Chotek’s eyes narrowed and his smile slipped just a bit. “You disagree? You think the risk is substantial?”
“No! No, I agree with Skippy’s analysis. I, um,” I gave him that weak, awkward goofy smile that was on my face every time someone took a photo of me. “Sir, I had a whole persuasive argument thought out. You caught me off guard,” I admitted.
That restored Chotek’s sunny mood. “Is that all?”
“No, Sir. After we update our intel, assuming the negotiations are still on, Skippy wants us to go to an uninhabited red dwarf star system so he can work on a Q-ship. Or ships.” I explained about Skippy needing to awaken a dormant Elder wormhole, and that the star system was totally unexplored. My fear was Chotek would hear the word ‘unexplored’ and panic, fearing that entering a star system we knew little about was too risky.
He surprised me again. “Unexplored? Hmm. That sounds good. If no one has ever been there, no one will be there now to threaten us
. Ask Skippy to send me whatever data he has on this star system. I can make a final decision, after we contact the data node and confirm the negotiation conference is still on schedule. Again, Colonel Bishop, please convey my congratulations to your crew.”
His uncharacteristic bubbly mood was infectious. “Sir, tomorrow is our formal dinner,” the night when all the military people wore formal uniforms to dinner. “I think the crew would appreciate you giving them congratulations yourself. We shouldn’t break out the champagne until we know the Ruhar aren’t sending a ship to earth, but we could celebrate completing this phase of the mission with a nice bottle of wine?” One thing I knew about Hans Chotek was that he loved a good bottle of wine; Major Simms had brought aboard several cases of wines that were known to be Chotek’s favorites. While I usually preferred beer, I could drink a glass of wine with our fearless leader, if it meant Chotek’s good mood would continue.
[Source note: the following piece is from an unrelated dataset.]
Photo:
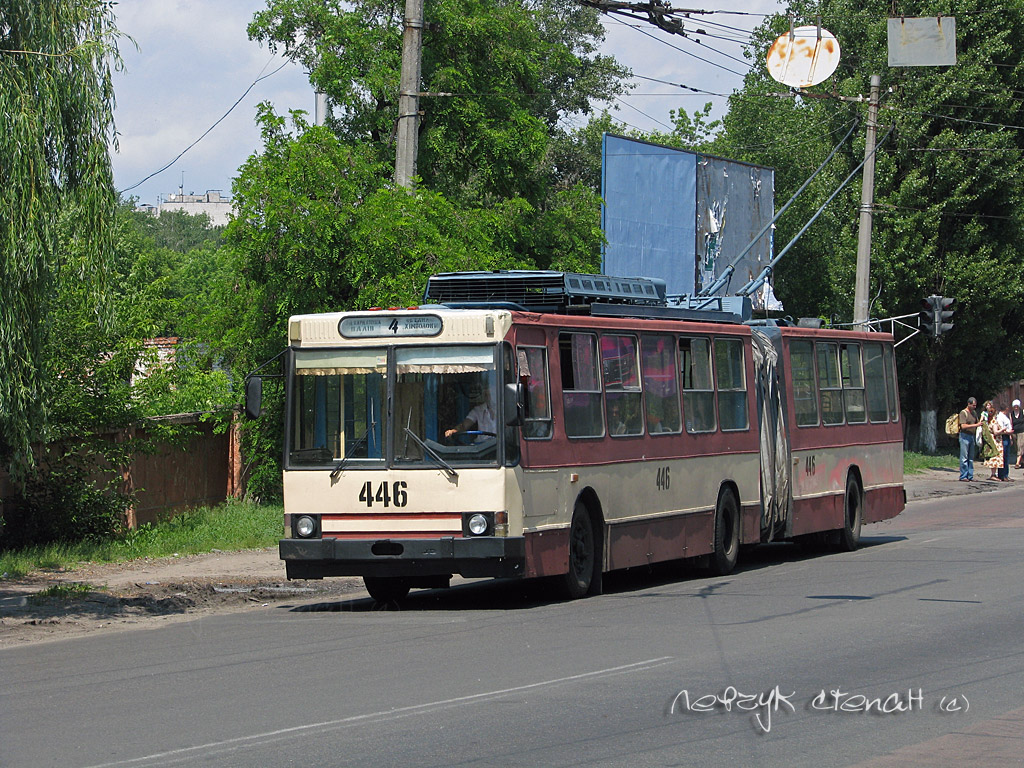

“Thank you, Colonel. Yes, I would like that. I will address the crew at dinner tomorrow.”
“Outstanding, Sir,” I mimicked his words on purpose. The next thing I needed to do was check that the Indian team which was galley duty the next day, cooked something that Chotek enjoyed. And that went well with his favorite wine.
On the way to the Ruhar data node, we made a detour to pick up our lifeboat and perhaps more importantly, Nagatha. “Hello, Nagatha,” I greeted her as Desai was in the tricky process of maneuvering the ship to take the lifeboat back aboard. Because the lifeboat had almost no means of moving itself, we had to move our entire star carrier to get the bulky lifeboat onto a docking platform. I stayed in my office to chat with Nagatha, while Chang handled the command chair. “We have been busy.” I was eager to tell her the adventures we had gone through just to pick up two junk spaceships that no one wanted.